Церемония началась, естественно, речами, по выражению того же автора, "двух знаковых русских писателей". Знаковый писатель А.С. говорил длинно и возвышенно. Он, разумеется, очень хвалил знакового писателя В.Р. Но как-то очень странно. С одной стороны, назвал его прозорливцем. Прекрасно! Но, с другой, заявил: "Он не ищет слов, не подбирает их, — он льется с ними в одном потоке". Красиво, но сомнительно. Как это "не ищет слов"? Пушкин, о чем буквально вопиют его черновики, искал. Толстой, по несколько раз переписывая романы и повести, искал. Блок искал. Маяковский божился, что изводил "единого слова ради тысячи тонн словесной руды"... Да ведь и сам оратор даже в этой речи буквально землю роет в поисках нужного словца, другое дело — всегда ли удачно. Например: "перепущен (!) срок отъезда"... "война явно при конце (!)"... "повествование просочено (!) сибирской натурой", то есть природой... "писатель натурально сжит (!) с природой", то есть натурально "сжит" с натурой... "писатель передаёт природу нутряно"... Даже о трагическом говорит так, что невольно становится смешно: "догружается неизбежность раскрыва беременности"... "Настёна утопляется (!) в Ангаре"... Я не стану это обстоятельно комментировать (о языке живого классика у нас еще будет речь), а замечу только, что в том же номере "Дня" Виктор Топоров пишет: "Сатира Ильфа и Петрова, как прежде, бьет не в бровь, а в глаз". "Инда взопрели озимые". Да разве всё, что я привел, не того же пошиба?.. Так вот, все писатели, включая оратора, ищут нужные слова, и только один-единственный Распутин не ищет их, а как только возьмет перо в руки, так оно и скачет само по бумаге: трр... трр... трр... Полно, Александр Исаич, напраслину-то на человека возводить, изображая его литературным выродком.
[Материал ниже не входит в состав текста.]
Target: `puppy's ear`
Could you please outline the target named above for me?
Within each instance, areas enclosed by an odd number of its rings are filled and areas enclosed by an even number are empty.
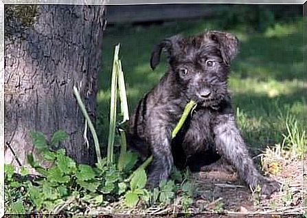
[[[163,39],[160,43],[154,46],[150,58],[150,67],[152,69],[155,69],[160,63],[160,56],[162,50],[166,52],[168,60],[172,56],[175,55],[177,50],[179,49],[178,41],[181,38],[181,36],[176,35]]]
[[[209,34],[211,39],[219,45],[224,62],[229,65],[238,53],[238,38],[230,33],[219,31],[209,31]]]

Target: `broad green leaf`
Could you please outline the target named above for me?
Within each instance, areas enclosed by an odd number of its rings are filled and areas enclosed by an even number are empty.
[[[70,176],[69,175],[64,175],[64,176],[61,176],[60,177],[58,178],[58,179],[56,180],[56,182],[58,182],[58,183],[69,183],[70,182],[71,179],[70,179]]]
[[[82,179],[77,179],[77,183],[82,188],[89,190],[91,192],[95,193],[100,184],[100,182],[90,182],[89,181],[84,181]]]
[[[86,164],[80,164],[78,167],[78,172],[76,177],[80,180],[89,180],[93,179],[95,176],[95,171],[93,168]]]
[[[147,176],[145,170],[141,168],[136,171],[130,181],[130,188],[132,190],[137,188],[143,188],[145,187],[147,181]]]
[[[124,157],[124,168],[126,171],[130,171],[135,166],[137,161],[137,155],[131,151],[127,151]]]
[[[32,139],[33,144],[38,151],[43,151],[48,149],[45,135],[41,132],[32,131],[30,135]]]
[[[133,192],[127,192],[125,195],[125,204],[129,208],[135,207],[139,201],[139,196]]]
[[[11,164],[4,164],[4,176],[5,179],[10,180],[14,174],[14,166]]]
[[[67,134],[62,130],[58,130],[53,135],[50,140],[50,144],[56,146],[59,142],[66,140],[68,138]]]
[[[56,159],[56,153],[54,152],[46,150],[43,151],[43,157],[47,161],[54,161]]]
[[[95,203],[96,204],[100,204],[104,202],[104,195],[99,195],[94,197]]]
[[[27,162],[33,168],[41,167],[39,162],[34,160],[34,157],[33,157],[33,155],[32,153],[27,154]]]
[[[97,168],[102,171],[104,171],[106,166],[106,157],[102,158],[100,162],[96,163]]]
[[[127,185],[124,182],[120,182],[118,184],[118,195],[121,195],[126,191]]]
[[[20,173],[22,176],[25,176],[29,174],[28,170],[24,166],[21,166]]]
[[[47,181],[44,180],[42,186],[43,193],[45,199],[54,200],[58,198],[58,194],[55,191],[55,188],[52,187]]]
[[[58,193],[60,194],[60,197],[63,197],[67,195],[68,190],[67,188],[65,186],[60,186],[56,188],[56,190],[58,190]]]
[[[106,182],[113,183],[120,178],[118,172],[111,171],[106,173],[105,179]]]
[[[47,177],[49,180],[58,182],[62,176],[63,173],[58,168],[58,166],[53,166],[48,169]]]
[[[111,193],[114,188],[115,188],[115,186],[113,183],[111,182],[105,182],[104,186],[100,188],[100,190],[104,194],[109,194]]]
[[[11,206],[12,213],[16,214],[25,214],[25,210],[23,205],[23,201],[21,199],[17,199],[17,201]]]
[[[76,171],[76,162],[71,158],[62,153],[56,155],[56,162],[63,173],[69,174]]]
[[[44,208],[45,208],[49,211],[52,211],[54,209],[55,206],[56,204],[53,201],[44,201]]]
[[[36,171],[37,173],[43,176],[47,177],[48,175],[48,171],[42,167],[36,167],[35,170]]]

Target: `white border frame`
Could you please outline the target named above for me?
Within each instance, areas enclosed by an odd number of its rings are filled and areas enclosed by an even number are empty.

Но еще удивительнее то, как он нахваливает повесть "Живи и помни": "Валентин Распутин заметно выделился в 1974 году внезапностью темы — дезертирством, — до того запрещенной и замолченной, и внезапностью трактовки её". Всё тут — привычное для велосипедиста кручение колес. Никто тему дезертирства и предательства не запрещал, и вовсе не была она "замолчена". Еще в 1941-42 годах печатались в многомиллионной "Правде", в "Красной звезде", в других газетах и передавались по радио произведения, в которых были и предатели и дезертиры, — таков, например, сильный рассказ Александра Довженко "Отступник". В те же годы написана и шла во многих театрах страны пьеса Леонида Леонова "Нашествие", в которой выведена целая галерея образов предателей: городской голова Фаюнин, его прихвостень Кокорышкина, фашистский холуй Мосальский, начальник полиции Федотов... А чуть ли не за пятнадцать лет до Распутина повесть, которая так и называлась — "Дезертир", опубликовал у себя на родине, а потом в Москве замечательный писатель, участник Отечественной войны Юрий Гончаров, живущий в Воронеже. И вот при всем этом, не моргнув глазом, благим матом: "Запретили! Замолчали!.." И ведь так всегда и во всем...
А в чем же "внезапность трактовки"? А вот слушайте: "В Советском Союзе в войну дезертиров были тысячи, и даже десятки тысяч, о чем наша история сумела смолчать..." Во-первых, откуда знать велосипедисту Анике о "десятках тысяч", если в Истории Великой Отечественной войны он так безграмотен, что даже, как увидим дальше, не знает, где он сам-то воевал. Во-вторых, а с какой стати аж сама История должна заниматься хотя бы и "десятками тысяч" шкурников и трусов, оказавшихся в многомиллионной армии? У Истории есть дела поважней. И потом, уж чья бы корова мычала: сам нахваливает мастерство фашистских летчиков, афиширует бесстрашие и ловкость румынских диверсантов, а о героизме защитников Брестской крепости и Одессы, Москвы и Ленинграда, Севастополя и Сталинграда, о мужестве всей Красной Армии — не только "сумел смолчать", но и все это оболгал, уверяя, например, что в 41-м году мы бежали в панике по 120 километров в день, — да что ж тогда помешало немцам через две недели быть в Москве? И ведь сам Гитлер признавал уже в конце войны, что ни в одной капании немецкая армия не одолевала в день больше 50 километров, и притом — лишь короткое время.